Le MUDAM du Luxembourg présente une exposition interrogeant
notre modèle capitaliste

Simon Denny, Amazon worker cage patent drawing as virtual Aquatic Warbler cage, 2020
© Jesse Hunniford/MONA

Depuis près de quarante ans, le monde entier est entré dans une
nouvelle ère technologique, la révolution numérique dont nous ne
percevons pas encore tous les bouleversements. Accélération du
progrès et du temps, modification de nos modes de consommation,
crise des valeurs morales et démocratiques, atteintes aux libertés
individuelles et questionnements éthiques, il faut pour comprendre
ce changement de civilisation s’en remettre à ceux qui défient le
temps et les modes, les artistes, ces créateurs dont l’anticipation et
la réflexion apparaissent, en ces temps d’immédiateté symbolisés,
consacrés par les réseaux sociaux, plus que salutaires. Questionner
notre monde donc, et sa machine, le système capitaliste.

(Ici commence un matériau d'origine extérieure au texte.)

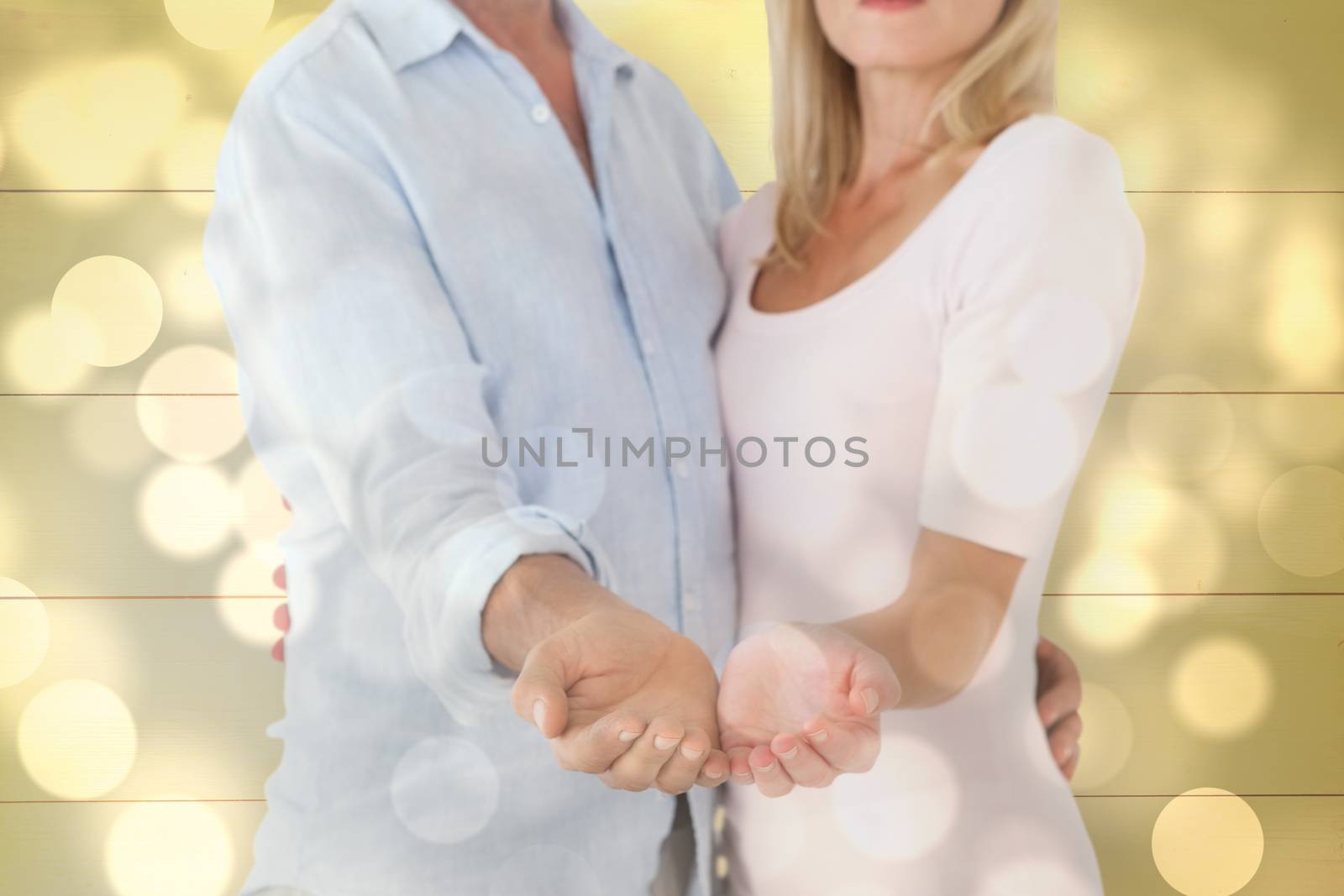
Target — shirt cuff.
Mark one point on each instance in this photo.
(444, 622)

Michelle Cotton, conservatrice du Mudam du Luxembourg, s’est
attelée, dans cette exposition absolument stupéfiante réunissant 21
artistes venus de dix-sept pays, à dresser le panorama de ce
changement d’époque et de paradigme. « Cette exposition présente le
travail d’artistes ayant des choses à dire à travers leurs œuvres. Elle
soulève certes de nombreuses questions sur différents sujets mais il ne
s’agit pas d’un manifeste. L’intention est surtout de ne pas se cantonner à
une seule idée, bien au contraire. » Combinant les esthétiques, des
sculptures libres de droits réalisées par imprimante 3D d’Oliver
Laric aux fascinants tableaux de Nick Relph en passant par la
performance d’Ei Arakawa sur l’euro ou le film Asian One (2018) de
Cao Fei, tous les artistes concourent à dresser le constat d’un système arrivé à son terme, et opérant de nombreuses mutations. Si
le titre volontairement accrocheur de Post-Capital ravirait
certainement nombre de penseurs que l’on retrouve dans le
catalogue qui tient également lieu d’essai, les artistes présentés dessinent avant tout le prisme d’une société dérégulée où la
présence de l’homme n’a jamais été autant marginalisée
qu’aujourd’hui dans l’économie de marché. « Pour certains, la relation
à l’économie est évidente, immédiate. Pour d’autres, elle est plus discrète
et plus profonde » poursuit Michelle Cotton. Mutations du travail
avec cette incroyable pointeuse numérique Handpunch de la
photographe américaine Cameron Rowland qui reconnaît les
empreintes d’employés afin de mesurer leur temps de travail ou cet
incroyable prototype de « cage pour travailleurs » de Simon Denny,
ces œuvres nous dévoile un système qui, après avoir épuisé toutes
ses ressources notamment naturelles, s’attaque à celle qu’il ne peut
contrôler : le temps.

Le capitalisme avait institué la propriété privée comme valeur
matricielle. Mais il a dû se résoudre à s’attaquer à la principale
d’entre elle, le corps, afin d’en faire une marchandise. Le basketteur
Sandy Perry s’est ainsi vu transformer sans son accord, en avatar de
jeu vidéo. Sa sœur jumelle Sondra, artiste américaine, décrypte et
stigmatise cette marchandisation du corps (IT’S IN THE GAME ’17 or
Mirror Gag for Vitrine Projection, 2018). Ce que confirme McKenzie
Wark dans sa contribution au catalogue : « nous avons tout
simplement épuisé les ressources planétaires pouvant être transformées
en marchandises. Désormais la marchandisation en est réduite à
cannibaliser ses propres moyens d’existence, tant naturels que sociaux. »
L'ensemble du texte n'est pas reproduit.